4. Honest risk + expected speedup

  • Phase 1 (dense) is a tractable routing change, not a kernel project - days, low risk. It reuses existing dequant kernels and the existing nvjet/cuBLAS large-M path; the net new code is a threshold + a one-line exclusion relax + a KL gate.
  • Phase 2 (MoE) is medium risk - the grouped-batched cuBLAS wiring + CUDA-graph-safety is real work (the bare fallthrough is a slow, graph-breaking host loop), but still far short of a from-scratch kernel.
  • Will the GEMM bucket hit 232 -> ~68 us/tok (full vLLM parity)? Honestly, no - not from bf16-cuBLAS alone. bf16 tensor-core peak on GB10 is ~half FP4 peak, so the realistic floor for a dequant->bf16 GEMM is ~90-130 us/tok (roughly 35-45% of FP4 peak at ~70-80% of bf16 peak). That recovers ~60-75% of the 232->68 bucket gap = a large prefill win (the GEMM is ~51% of the total prefill gap, so closing ~two-thirds of it is a meaningful S_PP improvement), but it leaves a residual. True 68 us/tok parity requires a native FP4-MMA large-M kernel (option (b)) - the multi-week project to greenlight only if Phase 1's measured win proves the prefill regime matters enough to fund it.
  • Recommendation: build Phase 1, measure, and let the measured dense S_PP gain decide whether Phase 2 (MoE grouped cuBLAS) and ultimately (b) (native FP4 large-M kernel) are worth funding.
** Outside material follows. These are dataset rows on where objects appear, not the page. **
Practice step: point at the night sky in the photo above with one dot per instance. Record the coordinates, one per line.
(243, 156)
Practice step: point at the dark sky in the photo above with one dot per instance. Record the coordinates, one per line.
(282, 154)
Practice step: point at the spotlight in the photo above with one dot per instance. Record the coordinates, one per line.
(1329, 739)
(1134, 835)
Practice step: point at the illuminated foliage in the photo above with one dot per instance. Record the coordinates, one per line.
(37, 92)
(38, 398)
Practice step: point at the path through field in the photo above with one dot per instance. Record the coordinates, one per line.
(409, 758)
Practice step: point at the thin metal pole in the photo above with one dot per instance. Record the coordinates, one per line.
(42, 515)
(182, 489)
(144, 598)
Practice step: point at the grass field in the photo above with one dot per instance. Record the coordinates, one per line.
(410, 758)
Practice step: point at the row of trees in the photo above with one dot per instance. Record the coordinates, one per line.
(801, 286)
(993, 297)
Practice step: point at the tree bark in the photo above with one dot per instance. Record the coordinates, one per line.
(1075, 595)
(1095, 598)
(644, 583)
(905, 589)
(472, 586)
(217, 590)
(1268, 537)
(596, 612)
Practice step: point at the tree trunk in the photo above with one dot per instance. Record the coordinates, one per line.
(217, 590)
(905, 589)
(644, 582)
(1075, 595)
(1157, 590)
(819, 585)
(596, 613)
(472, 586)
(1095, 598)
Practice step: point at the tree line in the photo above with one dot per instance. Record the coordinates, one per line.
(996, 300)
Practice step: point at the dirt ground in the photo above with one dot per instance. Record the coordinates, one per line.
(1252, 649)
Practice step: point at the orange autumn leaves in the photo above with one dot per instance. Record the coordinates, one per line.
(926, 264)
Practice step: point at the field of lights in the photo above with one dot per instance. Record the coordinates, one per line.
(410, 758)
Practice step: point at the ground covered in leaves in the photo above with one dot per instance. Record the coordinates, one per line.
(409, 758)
Bank the cheap two-thirds before paying for the kernel.

5. Summary table

Option Feasibility Bit-exact Effort Verdict
(a) dequant->bf16 cuBLAS large-M HIGH (parts exist) new FP path, KL-gate (likely better PPL) LOW-MED (days) RECOMMENDED (dense first)
(b) Marlin/native FP4 large-M kernel LOW new FP path, KL-gate HIGH (multi-week) shelf - only route to true 68 us/tok
(c) M-threshold routing HIGH n/a (mechanism) LOW the wiring for (a)

Decode is untouched by all of the above (threshold keeps M<=128 on FP4-MMQ); this is a prefill-only lever.